My Type of Appliance
by Joey Roth, Brooklyn, USA on 05. 2.07

There's no need to spell out why this waffle iron rocks harder than most. Fleeing the cubicle for the kitchen, this iron lets you cook up a keyboard of tasty carbs every morning. Designed by Chris Dimino as part of a group exhibit for the School of Visual Arts, the typewriter iron represents the best of reinvention: an obsolete product, minimally modified, is given a completely new function. It just wouldn't be as fun (or as green) if the typewriter's metal and plastic were melted down and turned into another forgettable appliance. Visit Chris's site for more proof that a little whimsy is often the key (had to) to recycled design that stands on its own.

















This keyboard looks tasty to me :) What people think of..
Is there a Dvorak version?
Is the plastic safe to heat up if it wasn't originally designed to be part of a waffle iron?
I want one!
"an obsolete product, minimally modified..."
An obsolete product?
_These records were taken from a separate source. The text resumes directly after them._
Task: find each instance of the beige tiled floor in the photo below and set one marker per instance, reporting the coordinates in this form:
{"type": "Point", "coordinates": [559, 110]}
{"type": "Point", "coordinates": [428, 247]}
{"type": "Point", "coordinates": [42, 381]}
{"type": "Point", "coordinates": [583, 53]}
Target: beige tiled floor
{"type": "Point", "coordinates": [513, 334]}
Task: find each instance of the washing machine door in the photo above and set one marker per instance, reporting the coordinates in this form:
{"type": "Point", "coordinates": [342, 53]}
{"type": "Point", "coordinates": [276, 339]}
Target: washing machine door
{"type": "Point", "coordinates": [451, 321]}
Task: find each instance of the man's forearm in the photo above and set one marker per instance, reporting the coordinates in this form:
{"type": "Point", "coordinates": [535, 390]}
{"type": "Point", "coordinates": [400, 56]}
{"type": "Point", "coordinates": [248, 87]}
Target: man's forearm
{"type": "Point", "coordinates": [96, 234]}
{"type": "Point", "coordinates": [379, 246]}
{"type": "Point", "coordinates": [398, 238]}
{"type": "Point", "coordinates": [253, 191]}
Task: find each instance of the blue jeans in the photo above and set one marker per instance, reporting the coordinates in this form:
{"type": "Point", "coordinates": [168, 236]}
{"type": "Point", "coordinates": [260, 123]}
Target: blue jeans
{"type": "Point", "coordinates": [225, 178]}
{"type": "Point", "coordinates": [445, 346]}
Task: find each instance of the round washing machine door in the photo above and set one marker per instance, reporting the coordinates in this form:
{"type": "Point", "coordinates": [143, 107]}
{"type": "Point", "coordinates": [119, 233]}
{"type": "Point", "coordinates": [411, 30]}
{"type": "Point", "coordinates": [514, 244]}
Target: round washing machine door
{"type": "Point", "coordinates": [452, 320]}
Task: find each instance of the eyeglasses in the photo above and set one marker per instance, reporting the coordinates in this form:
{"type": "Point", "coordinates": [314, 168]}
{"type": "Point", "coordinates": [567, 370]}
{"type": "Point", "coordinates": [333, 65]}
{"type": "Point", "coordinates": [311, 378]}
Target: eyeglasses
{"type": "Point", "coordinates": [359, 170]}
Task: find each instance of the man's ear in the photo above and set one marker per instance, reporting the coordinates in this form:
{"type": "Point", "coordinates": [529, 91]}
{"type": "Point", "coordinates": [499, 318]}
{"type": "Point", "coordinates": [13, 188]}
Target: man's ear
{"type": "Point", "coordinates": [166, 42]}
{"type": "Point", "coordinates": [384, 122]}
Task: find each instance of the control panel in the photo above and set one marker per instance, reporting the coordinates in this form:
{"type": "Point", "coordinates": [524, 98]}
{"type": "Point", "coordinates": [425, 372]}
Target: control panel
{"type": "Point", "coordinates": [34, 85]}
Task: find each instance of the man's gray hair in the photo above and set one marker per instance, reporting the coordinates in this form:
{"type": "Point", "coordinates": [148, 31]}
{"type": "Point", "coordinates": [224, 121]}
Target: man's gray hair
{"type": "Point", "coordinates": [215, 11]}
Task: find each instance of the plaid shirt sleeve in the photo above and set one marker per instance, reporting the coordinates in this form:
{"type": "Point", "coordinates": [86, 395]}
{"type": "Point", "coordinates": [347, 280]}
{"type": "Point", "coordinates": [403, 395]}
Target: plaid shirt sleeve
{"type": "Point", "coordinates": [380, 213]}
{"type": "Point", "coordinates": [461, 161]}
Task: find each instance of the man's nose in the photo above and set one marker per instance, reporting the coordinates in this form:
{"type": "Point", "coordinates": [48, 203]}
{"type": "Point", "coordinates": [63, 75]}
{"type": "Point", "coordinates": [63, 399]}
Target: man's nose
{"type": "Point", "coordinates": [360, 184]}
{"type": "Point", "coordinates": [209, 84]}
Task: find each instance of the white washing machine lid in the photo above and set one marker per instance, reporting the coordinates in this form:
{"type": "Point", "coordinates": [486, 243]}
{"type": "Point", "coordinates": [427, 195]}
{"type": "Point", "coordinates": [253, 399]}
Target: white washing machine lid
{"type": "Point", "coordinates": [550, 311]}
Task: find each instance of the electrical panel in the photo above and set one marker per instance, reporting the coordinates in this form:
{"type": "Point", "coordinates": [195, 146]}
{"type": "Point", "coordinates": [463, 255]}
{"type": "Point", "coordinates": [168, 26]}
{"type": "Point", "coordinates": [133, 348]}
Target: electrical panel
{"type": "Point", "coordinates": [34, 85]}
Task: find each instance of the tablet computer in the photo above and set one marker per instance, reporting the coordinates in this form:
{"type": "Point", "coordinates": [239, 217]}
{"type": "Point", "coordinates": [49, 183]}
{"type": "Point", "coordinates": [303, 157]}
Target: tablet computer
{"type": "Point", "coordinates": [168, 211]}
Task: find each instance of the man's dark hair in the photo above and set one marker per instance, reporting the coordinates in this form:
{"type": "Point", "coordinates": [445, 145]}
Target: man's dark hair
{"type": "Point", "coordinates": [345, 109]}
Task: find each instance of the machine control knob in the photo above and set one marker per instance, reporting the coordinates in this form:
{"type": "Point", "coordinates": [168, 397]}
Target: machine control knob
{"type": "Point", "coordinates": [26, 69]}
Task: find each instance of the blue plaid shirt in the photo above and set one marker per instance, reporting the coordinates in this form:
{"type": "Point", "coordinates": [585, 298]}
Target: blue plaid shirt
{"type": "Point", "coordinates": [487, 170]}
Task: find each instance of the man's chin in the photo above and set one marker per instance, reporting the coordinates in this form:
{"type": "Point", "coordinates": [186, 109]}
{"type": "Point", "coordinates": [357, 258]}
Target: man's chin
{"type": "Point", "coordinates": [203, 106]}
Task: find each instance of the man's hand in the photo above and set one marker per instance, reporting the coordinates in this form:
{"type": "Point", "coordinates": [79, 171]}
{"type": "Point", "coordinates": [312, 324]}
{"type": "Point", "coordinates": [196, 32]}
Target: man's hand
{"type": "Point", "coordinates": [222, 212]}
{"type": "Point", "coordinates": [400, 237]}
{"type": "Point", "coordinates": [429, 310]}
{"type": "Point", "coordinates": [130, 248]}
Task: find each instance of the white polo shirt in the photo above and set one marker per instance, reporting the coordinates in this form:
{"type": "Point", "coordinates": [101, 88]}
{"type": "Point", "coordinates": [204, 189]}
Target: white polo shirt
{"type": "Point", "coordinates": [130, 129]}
I refuse to cede so quickly to the bland frozen overlords.
Frozen waffles are flour and glue shaped to trick us. Anything hot with syrup on it -- paper mache, gum paste -- would be an equivalent substitute.
Waffles come from irons, syrup comes from trees, and butter comes from cows. I'm ashamed of you people.
What every geek needs for their yummy breakfast goodness
Controll Alt and eat? Sounds tasty!
The waffles look much more like keyboards on the other side. Photographer needed to flip them over.
I most certain they serve frozen waffles in hell! I like the fact that the iron keeps the all important deep pocket imprint so important for maple syrup retention. Great design!
really humorous :-) What a pity I can't own one...
I wish i could own one... :'(
There's got to be a manufacturer somewhere looking at this thread who could build one!